It’s hard to distinguish Chrome when most people don’t know what a browser is.

Google made headlines this week by beginning a television ad campaign pushing its Chrome browser. But I don’t think the ads are going to help the company with its intended goal. For example, here’s one, known as “Dear Sophie.” It features a father sharing memories with his daughter through a special e-mail account, and ends with the tagline, “the web is what you make of it.”

The thing is, as Google well knows, most people don’t know what a browser is. In 2009, Google made a video illustrating just that. According to the video, less than 8 percent of the people who were interviewed on that day knew what a browser was—most confused it with a search engine.

Google’s ad campaigns are adorable and emotional, but they’re not always clear.

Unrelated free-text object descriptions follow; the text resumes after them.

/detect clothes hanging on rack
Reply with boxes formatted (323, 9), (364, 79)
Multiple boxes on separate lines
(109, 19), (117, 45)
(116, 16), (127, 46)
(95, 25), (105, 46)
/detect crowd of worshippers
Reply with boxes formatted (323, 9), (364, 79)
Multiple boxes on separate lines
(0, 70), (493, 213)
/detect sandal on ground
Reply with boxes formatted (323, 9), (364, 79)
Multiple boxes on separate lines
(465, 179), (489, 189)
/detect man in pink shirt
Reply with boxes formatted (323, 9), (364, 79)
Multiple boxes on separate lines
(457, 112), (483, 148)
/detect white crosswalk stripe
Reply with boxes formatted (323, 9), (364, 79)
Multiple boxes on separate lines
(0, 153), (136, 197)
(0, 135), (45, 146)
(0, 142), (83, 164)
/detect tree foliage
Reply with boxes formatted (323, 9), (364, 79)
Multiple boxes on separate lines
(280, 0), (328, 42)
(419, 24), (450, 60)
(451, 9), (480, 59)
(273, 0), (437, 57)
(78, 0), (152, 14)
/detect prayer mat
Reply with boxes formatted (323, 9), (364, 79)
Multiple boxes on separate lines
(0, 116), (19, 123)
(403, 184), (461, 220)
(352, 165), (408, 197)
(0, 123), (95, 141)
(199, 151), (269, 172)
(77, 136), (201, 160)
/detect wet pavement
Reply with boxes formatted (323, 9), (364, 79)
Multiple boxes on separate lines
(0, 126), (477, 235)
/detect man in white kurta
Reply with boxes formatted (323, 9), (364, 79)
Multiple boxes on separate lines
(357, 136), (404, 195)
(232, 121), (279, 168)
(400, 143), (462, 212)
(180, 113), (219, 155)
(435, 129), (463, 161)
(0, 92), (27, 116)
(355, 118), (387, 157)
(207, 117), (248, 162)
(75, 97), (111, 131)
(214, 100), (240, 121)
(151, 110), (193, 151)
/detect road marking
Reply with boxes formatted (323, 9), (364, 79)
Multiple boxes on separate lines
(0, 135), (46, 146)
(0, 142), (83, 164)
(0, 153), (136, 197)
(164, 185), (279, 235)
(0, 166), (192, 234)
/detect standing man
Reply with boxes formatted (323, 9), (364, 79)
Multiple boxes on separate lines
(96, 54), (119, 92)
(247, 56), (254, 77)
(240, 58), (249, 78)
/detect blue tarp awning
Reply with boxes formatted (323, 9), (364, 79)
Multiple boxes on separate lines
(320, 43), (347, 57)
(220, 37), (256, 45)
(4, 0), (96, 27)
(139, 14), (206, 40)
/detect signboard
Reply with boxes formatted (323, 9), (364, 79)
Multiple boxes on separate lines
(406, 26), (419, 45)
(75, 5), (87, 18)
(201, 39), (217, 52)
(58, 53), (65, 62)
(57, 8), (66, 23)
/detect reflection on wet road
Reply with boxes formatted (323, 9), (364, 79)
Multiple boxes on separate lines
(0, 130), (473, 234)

The Dear Sophie ad strikes me as an ad for e-mail, because that’s the main product being used in the ad. If users see the ad and visit the URL it gives at the end, I think they’ll be confused to wind up on a landing page for something other than Gmail.

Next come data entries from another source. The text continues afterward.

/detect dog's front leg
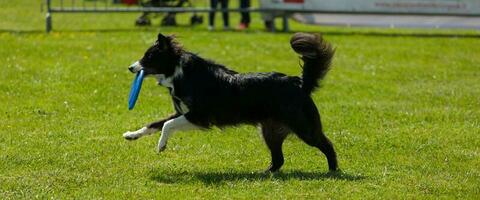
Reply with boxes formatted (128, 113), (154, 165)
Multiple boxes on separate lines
(157, 115), (198, 153)
(123, 113), (180, 140)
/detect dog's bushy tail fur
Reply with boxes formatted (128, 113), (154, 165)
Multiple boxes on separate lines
(290, 33), (335, 94)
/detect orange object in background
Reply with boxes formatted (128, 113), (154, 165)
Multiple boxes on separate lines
(122, 0), (138, 5)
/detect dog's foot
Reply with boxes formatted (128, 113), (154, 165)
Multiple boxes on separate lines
(156, 144), (167, 153)
(263, 168), (280, 174)
(327, 168), (342, 175)
(263, 164), (282, 174)
(123, 127), (157, 141)
(123, 131), (140, 140)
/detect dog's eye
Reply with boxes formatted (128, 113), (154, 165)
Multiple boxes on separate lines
(144, 52), (154, 60)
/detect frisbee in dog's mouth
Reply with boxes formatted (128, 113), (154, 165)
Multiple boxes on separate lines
(128, 70), (145, 110)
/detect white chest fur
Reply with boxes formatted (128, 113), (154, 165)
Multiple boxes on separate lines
(174, 98), (190, 114)
(155, 66), (189, 114)
(155, 74), (174, 88)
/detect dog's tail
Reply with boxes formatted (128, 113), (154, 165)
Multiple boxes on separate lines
(290, 33), (335, 94)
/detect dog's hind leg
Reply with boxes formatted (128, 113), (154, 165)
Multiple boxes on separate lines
(260, 120), (289, 173)
(123, 113), (180, 140)
(286, 99), (338, 171)
(289, 115), (338, 171)
(304, 125), (338, 172)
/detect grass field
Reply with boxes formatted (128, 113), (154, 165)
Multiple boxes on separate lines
(1, 0), (479, 199)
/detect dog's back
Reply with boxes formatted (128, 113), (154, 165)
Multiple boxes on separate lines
(174, 33), (335, 129)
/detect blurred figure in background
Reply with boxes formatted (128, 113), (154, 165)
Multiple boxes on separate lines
(238, 0), (250, 30)
(209, 0), (230, 30)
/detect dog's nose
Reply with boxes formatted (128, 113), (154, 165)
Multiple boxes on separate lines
(128, 61), (142, 73)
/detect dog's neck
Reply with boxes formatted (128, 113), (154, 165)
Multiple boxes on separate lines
(155, 54), (188, 88)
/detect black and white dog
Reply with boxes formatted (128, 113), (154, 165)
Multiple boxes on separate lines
(123, 33), (338, 172)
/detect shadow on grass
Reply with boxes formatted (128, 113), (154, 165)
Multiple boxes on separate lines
(149, 170), (366, 185)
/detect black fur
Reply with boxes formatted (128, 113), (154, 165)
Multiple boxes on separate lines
(136, 32), (338, 172)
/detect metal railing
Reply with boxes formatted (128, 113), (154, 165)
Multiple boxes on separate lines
(44, 0), (290, 32)
(44, 0), (480, 32)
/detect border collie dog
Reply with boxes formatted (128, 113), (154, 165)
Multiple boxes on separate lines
(124, 33), (338, 172)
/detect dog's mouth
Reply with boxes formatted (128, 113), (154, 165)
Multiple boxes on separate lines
(128, 61), (143, 73)
(128, 61), (169, 86)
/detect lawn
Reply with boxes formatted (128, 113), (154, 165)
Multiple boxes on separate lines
(1, 0), (479, 199)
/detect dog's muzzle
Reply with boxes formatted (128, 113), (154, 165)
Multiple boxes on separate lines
(128, 61), (143, 73)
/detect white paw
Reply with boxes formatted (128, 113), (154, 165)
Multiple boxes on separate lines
(157, 143), (167, 153)
(123, 131), (140, 140)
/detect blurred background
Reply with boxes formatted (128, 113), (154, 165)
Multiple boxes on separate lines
(1, 1), (479, 199)
(3, 0), (480, 32)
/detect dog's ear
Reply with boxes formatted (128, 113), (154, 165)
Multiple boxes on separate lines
(157, 33), (171, 50)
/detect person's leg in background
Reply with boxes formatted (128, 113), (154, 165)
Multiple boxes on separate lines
(239, 0), (250, 30)
(220, 0), (230, 30)
(209, 0), (219, 30)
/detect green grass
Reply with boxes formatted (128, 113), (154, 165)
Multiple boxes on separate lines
(1, 0), (479, 199)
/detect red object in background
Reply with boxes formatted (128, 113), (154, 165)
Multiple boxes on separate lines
(284, 0), (304, 3)
(123, 0), (138, 5)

The problem is that the browser is the gateway to the Internet. It’s easy for people to know what they do online—send e-mail, search, whatever. It’s hard for them to pay attention to how they got there.

Even if people figure out what a browser is, it’s hard to get them to care enough about it to be willing to change. The New York Times quotes Harvard professor David B. Yoffie:

“Microsoft does adequately well for the vast majority of consumers,” said David B. Yoffie, a professor at Harvard Business School who has written books about competition among Internet businesses.

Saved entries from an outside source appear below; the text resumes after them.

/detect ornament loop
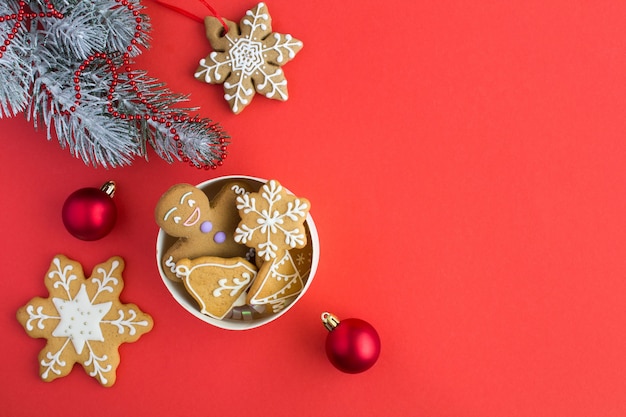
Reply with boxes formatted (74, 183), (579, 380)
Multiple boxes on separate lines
(197, 0), (229, 34)
(321, 312), (340, 331)
(148, 0), (229, 34)
(100, 181), (116, 198)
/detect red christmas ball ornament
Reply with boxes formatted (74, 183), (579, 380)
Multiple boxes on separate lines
(62, 181), (117, 241)
(322, 312), (381, 374)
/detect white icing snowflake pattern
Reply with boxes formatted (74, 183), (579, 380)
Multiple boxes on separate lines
(51, 284), (112, 355)
(235, 180), (309, 261)
(194, 2), (303, 114)
(17, 255), (153, 387)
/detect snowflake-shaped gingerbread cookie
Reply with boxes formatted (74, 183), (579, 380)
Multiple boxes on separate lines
(194, 2), (303, 114)
(16, 255), (153, 387)
(235, 179), (310, 261)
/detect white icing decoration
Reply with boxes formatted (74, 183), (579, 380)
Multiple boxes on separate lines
(48, 257), (77, 299)
(235, 180), (308, 260)
(91, 260), (120, 302)
(230, 38), (264, 75)
(231, 184), (248, 195)
(249, 251), (304, 305)
(165, 192), (199, 224)
(25, 305), (58, 331)
(213, 272), (252, 297)
(194, 3), (302, 113)
(178, 260), (257, 319)
(179, 191), (193, 204)
(41, 339), (69, 380)
(52, 284), (112, 355)
(84, 341), (112, 385)
(270, 298), (292, 313)
(163, 207), (177, 221)
(104, 309), (150, 335)
(165, 256), (177, 273)
(174, 263), (191, 279)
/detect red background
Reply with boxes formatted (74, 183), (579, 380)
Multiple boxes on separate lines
(2, 1), (626, 416)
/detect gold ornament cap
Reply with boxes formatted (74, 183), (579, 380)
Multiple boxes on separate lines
(321, 312), (341, 331)
(100, 181), (116, 198)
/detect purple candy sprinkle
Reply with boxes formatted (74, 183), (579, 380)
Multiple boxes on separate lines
(200, 221), (213, 233)
(213, 231), (226, 243)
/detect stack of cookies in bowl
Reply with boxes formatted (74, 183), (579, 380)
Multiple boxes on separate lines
(155, 176), (319, 330)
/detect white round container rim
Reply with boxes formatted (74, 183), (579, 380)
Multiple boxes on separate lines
(155, 175), (320, 330)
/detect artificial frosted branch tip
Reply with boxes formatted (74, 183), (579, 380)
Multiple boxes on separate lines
(0, 0), (229, 169)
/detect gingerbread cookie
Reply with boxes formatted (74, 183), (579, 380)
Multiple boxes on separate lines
(247, 227), (314, 310)
(175, 256), (257, 320)
(194, 2), (303, 114)
(247, 250), (303, 308)
(155, 181), (253, 281)
(235, 179), (310, 310)
(235, 179), (310, 261)
(16, 255), (153, 387)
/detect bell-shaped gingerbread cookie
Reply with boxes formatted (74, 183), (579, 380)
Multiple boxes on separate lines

“The problem for both Firefox and Chrome is how are they going to convince customers that they have a significantly better product, worth the hassle of actually going and downloading something that’s new and different.”

So why does Google care about this so much? The company talked a lot about using Chrome to push other browser makers into better products, but now it’s working hard to sell people on its specific browser. Thomas Claburn of Information Week, writes:

Chrome users are great for Google because, as Google SVP of commerce and local Jeff Huber put it in the company’s Q1 2011 earnings conference call in April, “Chrome users are very valuable to Google.” Huber said Google is investing in Chrome marketing and the payoff is worth it. “We have over 120 million daily users [of Chrome], over 40% of whom we added in the past year as a result of our marketing efforts,” he said. …

Chrome does not imprison users–one can use competing browsers while Chrome is installed–but it does open a window onto the Web that’s free of competitive distractions. And it creates a barrier to exit, in that habits keep users coming back to the same software rather than making the effort to change.

Despite Google’s uphill battle, it is gaining ground. Ars Technica’s Peter Bright calls Chrome “the only browser to show consistent any growth these days.” He writes:

Both Microsoft and Mozilla will be disappointed to learn that so far, nothing much has changed. Internet Explorer is down yet again, dropping 0.81 points to 55.11 percent. Firefox experienced a small drop of 0.17 points, to 21.63 percent. Chrome was up 0.37 points to 11.94 percent, and Safari was up 0.54 points to 7.15 percent. The implication from this is that the new browsers, though both substantial upgrades over their predecessors, are doing little to attract users of other browsers; the people switching to them are merely upgraders.